Payah diri ini karena terlalu lelah sampai sudah waktunya menyerah. Ingin rasanya hati ini pecah untuk sekedar memilah menemukan diri yang hatinya juga terbelah. Hanya diri ini saja, hanya insan seperti aku saja. Terlihat bersahaja walau hati mulai tertutup senja. Senja yang katanya sementara namun ternyata sulit tiada tara. Memulai meski belum ada yang memulai, mengakhiri meski sudah seharusnya berakhir.
Apakah kamu tidak pernah jatuh setelah patah? Tidak pernah cinta setelah terluka?
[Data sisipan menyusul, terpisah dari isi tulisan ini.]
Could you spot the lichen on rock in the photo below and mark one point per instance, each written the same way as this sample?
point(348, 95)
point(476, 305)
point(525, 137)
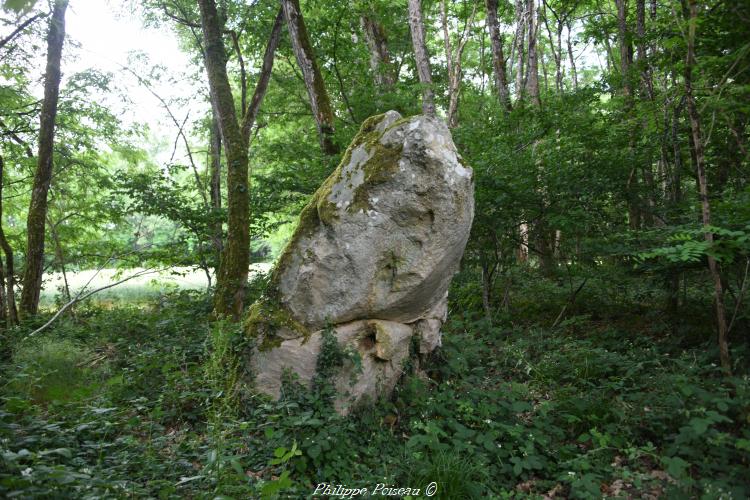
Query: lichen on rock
point(372, 255)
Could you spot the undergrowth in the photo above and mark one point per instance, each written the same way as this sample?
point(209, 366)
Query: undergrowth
point(134, 402)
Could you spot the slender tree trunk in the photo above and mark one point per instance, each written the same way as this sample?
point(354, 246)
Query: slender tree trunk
point(35, 224)
point(251, 114)
point(520, 39)
point(215, 184)
point(498, 59)
point(695, 128)
point(557, 53)
point(573, 71)
point(9, 298)
point(532, 82)
point(416, 26)
point(233, 269)
point(316, 89)
point(453, 59)
point(487, 280)
point(60, 257)
point(623, 39)
point(380, 56)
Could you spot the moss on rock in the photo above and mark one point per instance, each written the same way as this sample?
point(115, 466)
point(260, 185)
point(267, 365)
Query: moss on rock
point(267, 319)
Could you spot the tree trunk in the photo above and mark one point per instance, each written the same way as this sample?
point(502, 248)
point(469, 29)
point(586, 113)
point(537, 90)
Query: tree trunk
point(532, 82)
point(498, 59)
point(9, 303)
point(263, 79)
point(316, 89)
point(233, 269)
point(416, 25)
point(215, 184)
point(519, 41)
point(573, 71)
point(35, 224)
point(380, 56)
point(453, 60)
point(623, 39)
point(691, 13)
point(60, 257)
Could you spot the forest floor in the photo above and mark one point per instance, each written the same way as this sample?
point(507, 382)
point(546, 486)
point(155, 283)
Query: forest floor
point(617, 400)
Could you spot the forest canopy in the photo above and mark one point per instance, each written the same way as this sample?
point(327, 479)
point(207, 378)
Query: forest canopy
point(598, 327)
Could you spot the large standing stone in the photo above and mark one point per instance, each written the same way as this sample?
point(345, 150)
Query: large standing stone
point(374, 251)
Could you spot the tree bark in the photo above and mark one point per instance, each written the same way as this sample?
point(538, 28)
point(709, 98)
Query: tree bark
point(691, 13)
point(519, 41)
point(573, 71)
point(453, 60)
point(215, 183)
point(498, 58)
point(316, 89)
point(532, 82)
point(265, 76)
point(35, 223)
point(9, 303)
point(623, 38)
point(380, 56)
point(416, 26)
point(233, 269)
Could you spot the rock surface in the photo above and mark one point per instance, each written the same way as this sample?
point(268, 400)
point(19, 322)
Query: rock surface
point(372, 255)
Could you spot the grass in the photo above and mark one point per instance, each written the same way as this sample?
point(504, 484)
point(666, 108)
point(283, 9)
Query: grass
point(608, 404)
point(138, 290)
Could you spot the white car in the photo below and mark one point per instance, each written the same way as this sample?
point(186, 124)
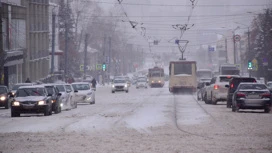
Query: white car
point(141, 83)
point(84, 94)
point(119, 85)
point(67, 96)
point(217, 90)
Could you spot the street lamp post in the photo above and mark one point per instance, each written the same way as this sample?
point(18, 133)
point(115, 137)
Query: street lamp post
point(248, 40)
point(226, 46)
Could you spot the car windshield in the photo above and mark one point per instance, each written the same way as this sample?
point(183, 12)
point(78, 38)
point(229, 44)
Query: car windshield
point(119, 81)
point(225, 79)
point(3, 90)
point(24, 92)
point(60, 88)
point(81, 86)
point(50, 90)
point(253, 86)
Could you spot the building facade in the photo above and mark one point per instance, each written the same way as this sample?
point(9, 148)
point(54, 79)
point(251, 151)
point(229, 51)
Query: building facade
point(36, 65)
point(14, 41)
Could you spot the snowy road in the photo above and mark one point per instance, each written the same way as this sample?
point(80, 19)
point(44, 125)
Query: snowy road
point(143, 120)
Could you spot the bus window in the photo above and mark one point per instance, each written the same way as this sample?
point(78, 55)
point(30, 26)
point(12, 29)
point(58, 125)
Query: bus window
point(183, 68)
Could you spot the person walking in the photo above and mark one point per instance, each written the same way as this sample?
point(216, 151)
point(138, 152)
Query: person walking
point(27, 80)
point(94, 83)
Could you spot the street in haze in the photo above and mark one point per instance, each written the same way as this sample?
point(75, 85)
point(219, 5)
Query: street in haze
point(143, 120)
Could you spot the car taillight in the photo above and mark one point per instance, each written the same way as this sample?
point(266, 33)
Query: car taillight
point(240, 94)
point(265, 95)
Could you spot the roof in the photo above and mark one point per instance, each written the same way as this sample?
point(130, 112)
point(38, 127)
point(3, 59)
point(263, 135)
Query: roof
point(252, 83)
point(35, 86)
point(81, 83)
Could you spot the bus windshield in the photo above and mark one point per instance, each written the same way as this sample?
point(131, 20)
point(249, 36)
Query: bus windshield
point(182, 68)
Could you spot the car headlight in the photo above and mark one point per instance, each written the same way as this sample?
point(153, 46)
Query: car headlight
point(3, 98)
point(16, 103)
point(41, 102)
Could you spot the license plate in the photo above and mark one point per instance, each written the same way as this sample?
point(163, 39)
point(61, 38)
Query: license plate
point(28, 106)
point(253, 96)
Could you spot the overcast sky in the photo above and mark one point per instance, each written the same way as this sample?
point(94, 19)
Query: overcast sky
point(207, 14)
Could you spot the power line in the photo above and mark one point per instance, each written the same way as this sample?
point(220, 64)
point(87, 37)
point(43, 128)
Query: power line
point(175, 5)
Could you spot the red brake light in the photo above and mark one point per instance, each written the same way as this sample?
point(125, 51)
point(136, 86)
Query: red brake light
point(240, 94)
point(265, 95)
point(215, 87)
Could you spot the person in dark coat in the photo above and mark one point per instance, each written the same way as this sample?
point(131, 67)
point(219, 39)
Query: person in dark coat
point(27, 80)
point(94, 83)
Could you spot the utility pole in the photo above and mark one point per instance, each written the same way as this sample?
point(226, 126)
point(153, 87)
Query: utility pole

Ini hanya untukmu, yang menoleh ketika bisikan aku menorehkan sedikit kisahmu saja. Lalu apa yang aku ingat? Penat, merintih merasa ini tak seharusnya dinanti. Soal gender yang membuat minder hanya membuat mereka ramai saat kita baru memulai. Apa yang dimulai? Karena kamu hanya terkulai merajut mengatakan ini tak perlu untuk berlanjut. Karena kamu tidak pernah memulai sebelumnya, dengan siapapun itu.
Apa yang membuatku saat ini gusar? Apa karena kamu tidak ingin patah setelah patah, atau aku yang tak menarik untuk sekedar dilirik? Sementara ini, aku jatuh masih tersayat oleh penatku sendiri. Tak semestinya ini berlanjut mengingat kabut yang waktu itu saja kita rasakan. Karena waktu itu mungkin hanya candaan yang hanya mengusik gundahan kecilmu. Karena kamu berfikir terlalu kikir untuk diukir dalam kisah yang akan berakhir.
Kita sama, tapi hanya mereka yang merasa. Aku? Melawan untuk segera menghadapkan diri pada kaca. Kamu? Tak mungkin selintas saja menuliskan aku dalam kertas penamu. Lantas mengapa aku merasa hati ini terkuras, seakan kaca itupun menghantam dengan keras membuat bekas waktu itu.
Jatuhku cinta tapi tak meminta, rinduku sendu tapi tak mengadu. Resahku basah tapi terpisah. Rasa ku asa tapi tak kau rasa. Sepi ku menepi tapi hanya mimpi. Bingungku linglung tapi terbendung. Kamu pun tau kita hanya bertemu satu waktu. Namun aku yang tak mampu untuk tau kamu hanya menyatu pada waktu itu.
Mengapa aku merasa lebih sendu setelah ini, perasaan yang tak menentu mulai menyatu yang bukan denganmu, tapi dengan indahnya waktu itu. Sampai kini aku hanya menjadi penghafal yang cepat namun tak melupakan dengan hebat. Karena waktu itu terlalu kuat untuk diingat.

Lewat menulis mataku teriris mengenang waktu itu ketika kita berbaris melihat ada penat yang tak perlu diingat. Meski mata ini terlalu dekat dengan belikat itu, tapi tersekat oleh hatimu. Lewat membaca diriku berkaca mengingat waktu itu ketika kita hanya sebatas cerita. Meski diri ini melebihi harapan yang sekedar waktu itu saja. Waktumu, waktu itu bukan untuk kita bertemu. Namun itu hanya candu yang perlu saya menyatu pada waktu itu.